Class II Medical Device
A Class II medical device is any device that poses a moderate risk to consumers and needs to demonstrate that it is “substantially equivalent” to similar products that have received FDA clearance. Most Class I medical devices are marketed as “FDA Cleared” devices. These include infusion pumps used to administer intravenous (IV) medication.
Class III Medical Device
Class III medical devices tend to pose the highest level of risk to consumers. These devices are still crucial for life support and may even prevent significant harm to health, but they also pose a substantial risk of injury or illness to the users.
The FDA completely reviews such medical devices before being “FDA Approved.” Class III medical devices usually include items such as pacemakers that are implanted in the heart.
FDA clearance is usually granted for Class II medical devices. However, several Class I device manufacturers also frequently seek FDA clearance. Manufacturers can get FDA clearance by providing information proving that their device is substantially similar to another FDA-cleared product.
The definition of “substantially equivalent” by the FDA includes the following characteristics:
- The device uses the same technology and will be used for a singular purpose, similar to an existing FDA-approved
- The device has a different technology but is designed for use similarly to an existing FDA-approved medical device. In this case, the manufacturers will need to provide additional information and evidence to prove the safety and effectiveness of their devices.
As Class I and Class II medical devices pose low to moderate risk to consumers, the process used by the FDA to review such products is less stringent than that for approving medications or Class III devices.
A manufacturer of medical devices is required by the FDA’s Food, Drug, and Cosmetic Act Section 510(k) to register their medical devices before selling their products in the market.
Thus, manufacturing companies can submit a 510(k) (premarket notification – PMN) to the FDA that shows the device is substantially similar to an existing device in the market.

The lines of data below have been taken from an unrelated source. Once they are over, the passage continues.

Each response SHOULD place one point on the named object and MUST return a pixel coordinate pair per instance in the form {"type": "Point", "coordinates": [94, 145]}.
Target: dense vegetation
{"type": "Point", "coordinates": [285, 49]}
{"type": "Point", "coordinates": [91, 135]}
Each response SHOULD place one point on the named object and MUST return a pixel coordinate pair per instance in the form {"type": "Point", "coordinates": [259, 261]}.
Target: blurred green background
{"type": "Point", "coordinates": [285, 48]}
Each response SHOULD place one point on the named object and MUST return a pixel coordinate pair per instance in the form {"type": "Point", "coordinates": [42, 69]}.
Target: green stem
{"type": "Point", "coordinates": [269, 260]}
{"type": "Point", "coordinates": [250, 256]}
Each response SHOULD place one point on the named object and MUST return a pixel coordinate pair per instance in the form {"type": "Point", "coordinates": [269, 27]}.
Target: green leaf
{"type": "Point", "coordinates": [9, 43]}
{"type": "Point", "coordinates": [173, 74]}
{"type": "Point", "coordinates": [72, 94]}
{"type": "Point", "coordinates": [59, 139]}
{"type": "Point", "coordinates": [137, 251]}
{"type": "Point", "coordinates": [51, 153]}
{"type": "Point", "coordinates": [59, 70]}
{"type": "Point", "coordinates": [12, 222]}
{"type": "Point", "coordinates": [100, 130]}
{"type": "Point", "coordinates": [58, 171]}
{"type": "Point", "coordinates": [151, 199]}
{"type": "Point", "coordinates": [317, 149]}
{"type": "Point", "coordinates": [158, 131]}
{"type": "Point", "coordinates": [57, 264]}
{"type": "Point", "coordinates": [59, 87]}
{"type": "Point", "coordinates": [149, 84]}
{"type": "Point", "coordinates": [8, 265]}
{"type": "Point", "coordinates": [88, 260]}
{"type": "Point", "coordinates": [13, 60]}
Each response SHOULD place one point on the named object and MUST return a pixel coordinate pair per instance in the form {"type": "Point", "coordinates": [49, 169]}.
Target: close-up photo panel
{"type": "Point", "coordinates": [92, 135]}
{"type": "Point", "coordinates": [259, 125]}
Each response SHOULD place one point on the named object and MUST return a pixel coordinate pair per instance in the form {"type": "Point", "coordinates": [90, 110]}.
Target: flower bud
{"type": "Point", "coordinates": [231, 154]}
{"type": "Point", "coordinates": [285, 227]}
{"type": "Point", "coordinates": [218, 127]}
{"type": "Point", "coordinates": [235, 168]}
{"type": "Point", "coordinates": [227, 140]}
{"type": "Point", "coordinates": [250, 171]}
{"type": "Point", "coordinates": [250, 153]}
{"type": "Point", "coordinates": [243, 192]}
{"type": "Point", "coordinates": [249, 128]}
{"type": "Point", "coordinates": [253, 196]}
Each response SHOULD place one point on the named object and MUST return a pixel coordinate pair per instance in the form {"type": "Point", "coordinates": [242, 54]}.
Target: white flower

Premarket Approval (PMA) is a stringent application that manufacturing companies must submit before marketing any new product. Class III medical devices have the highest potential risk to users, so they undergo the strictest PMA process before being sold anywhere in the United States.
Manufacturers of medical devices need to submit information and evidence to the FDA that proves the medical device is safe and effective. PMA applications are scientific and legal documents and should include the device’s clinical and technical details.
PMA applications usually contain two types of information:
- Nonclinical laboratory studies sections – The manufacturer has to include practical information about the device, including compatibility, shelf-life, chemistry, and other relevant scientific information.
- Clinical investigations sections – In this section, the manufacturer has to include information from clinical trials, which include safety and effectiveness data, complaints from study participants, side effects, and any device failures.
The FDA determines if the device can be approved based on this information.
The FDA works hard to ensure that any medical device in the market is safe and effective for consumer use through stringent standard tests. It designates medical devices into one of three Classes – I, II, and III – based on the level of potential risk that the medical device poses to users. Class I and II medical devices have a low to moderate risk of complications from use, while Class III medical devices have a higher risk of complications.